2) a) Why do optical photons penetrate the atmosphere better than UV photons?
answer: This is an example of Rayleigh scattering, where the optical depth is proportional to frequency to the 4th power because slower oscillations produce weaker scattering of light when the oscillation has a frequency-independent amplitude (because it is so slow that it reaches the amplitude of force balance). This is also the reason the sky is blue, blue light interacts more (and UV even more).

b) What processes do EUV and X-ray photons allow that makes the atmosphere very opaque to them?
answer: EUV and X-ray photons have enough energy to excite and ionize electrons in molecules, further increasing the opacity.

c) Given the above, why do optical photons not penetrate flesh as well as X-ray photons?
answer: because flesh is not like isolated gas molecules, it is more like solid matter which supports communal excitations of all kinds, due to forces between the constituents. This allows almost any energy photon to resonate with something, but higher energy photons penetrate deeper before their energy is absorbed. This allows X-rays to reach, and scatter off, the bones before they are absorbed in flesh.

3) The fossil record shows that Earth's oceans have been liquid for at least 4 billion years, yet well-tested stellar evolution theory establishes that the Sun's luminosity has risen about 30 percent since core fusion initiated.
a) If the average surface T of Earth today is around 290 K, what would it have been at the start of the main sequence, assuming nothing other than the solar luminosity was different then? Why is that a problem?
answer: A 30 percent increase in L corresponds to 1/4 of that, or about 8 percent, increase in Earth's T (in order to emit the same energy flux as is absorbed). An 8 percent drop would drop more than 20 C, which would freeze the oceans.

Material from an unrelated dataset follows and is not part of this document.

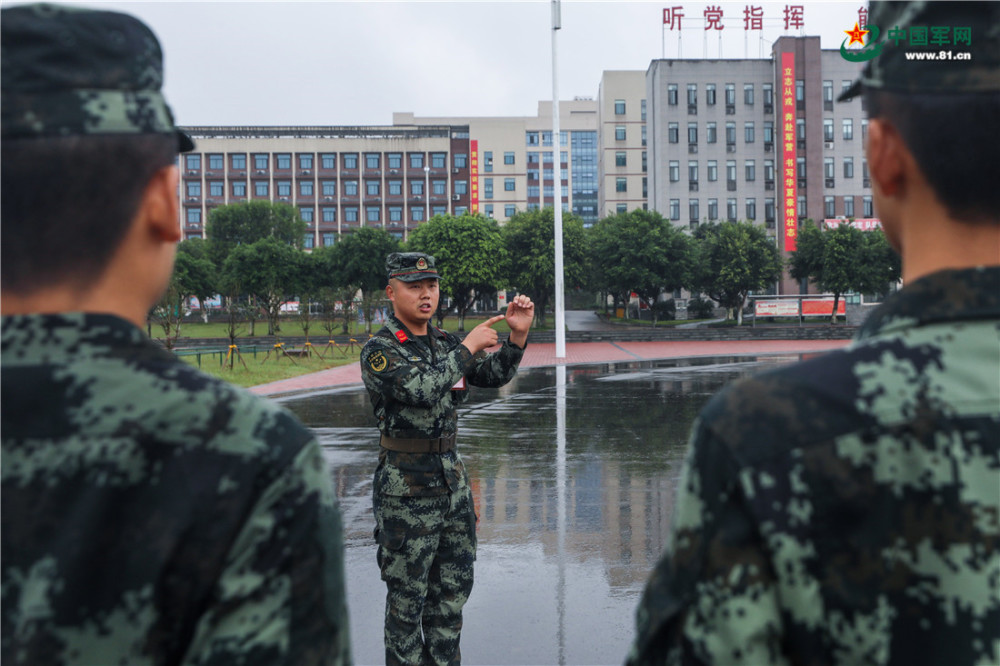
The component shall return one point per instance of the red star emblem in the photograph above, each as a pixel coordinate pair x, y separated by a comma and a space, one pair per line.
856, 35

b) In order to keep the surface T of Earth the same over this time via a growing greenhouse effect, what would have needed to happen to the infrared optical depth of the Earth's atmosphere? (Assume it averages about an optical depth of 2 today.)
answer: 2 is actually a little high, it's more like 1.7, but we can just round up. The flux reaching the surface from all sources scales with the solar flux, so if the solar flux is down by 30 percent, the factor 1+tau that multiplies that flux due to the greenhouse effect (where tau is the excess infrared optical depth in the greenhouse gases) would need to go up by 30 percent. So if it is about 3 now, it would need to have been more like 4 then, for an optical depth in the infrared that was like 3. These are approximate, a full radiative transfer calculation is beyond our current scope.

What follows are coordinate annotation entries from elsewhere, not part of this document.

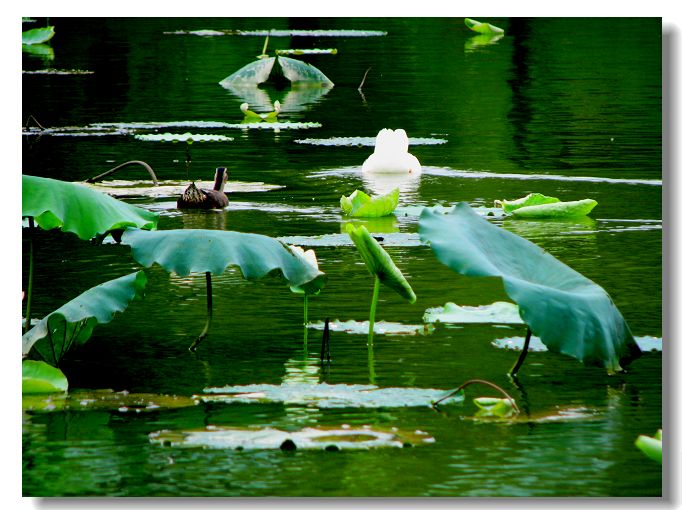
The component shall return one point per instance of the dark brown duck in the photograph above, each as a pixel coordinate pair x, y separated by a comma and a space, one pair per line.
196, 198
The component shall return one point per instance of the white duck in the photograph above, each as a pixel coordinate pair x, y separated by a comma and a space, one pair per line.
390, 154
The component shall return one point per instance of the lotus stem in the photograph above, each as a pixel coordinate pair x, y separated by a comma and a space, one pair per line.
123, 165
209, 310
29, 292
478, 381
372, 310
522, 356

4) The most commonly outgassed volatiles from terrestrial planets are H2O, CO2, and N2, in that order. That happens to also be the order of their freezing temperatures, with the highest freezing temperature first.
a) How does this explain why moons of Jupiter and Saturn (when they have any atmosphere at all) tend to have N2 atmospheres, whereas closer planets like Mars and Venus have CO2 atmospheres?
answer: CO2 freezes out at distances like Jupiter and Saturn, but N2 is much harder to freeze, so remains a gas.

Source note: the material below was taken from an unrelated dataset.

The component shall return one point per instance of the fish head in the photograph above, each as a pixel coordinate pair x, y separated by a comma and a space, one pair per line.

b) The Earth also has a predominantly N2 atmosphere, quite similar to Titan actually, but Earth is much warmer than the reasoning you invoked in part (a). What explains this aberrant behavior, and what role does the anthropic principle play in understanding why the Earth doesn't fit the expected trend?
answer: Earth should have a CO2 atmosphere, but because its conditions are right for liquid water (and has been for a very long time), it sustains liquid oceans on its surface. These are effective at absorbing CO2 and locking it up into rocks, leaving behind the N2. It may be very unlikely for that to happen, since it might be extremely hard to sustain liquid oceans, but any planet that has not managed somehow to do that cannot have intelligent life there to wonder how it got that way (hence the anthropic principle).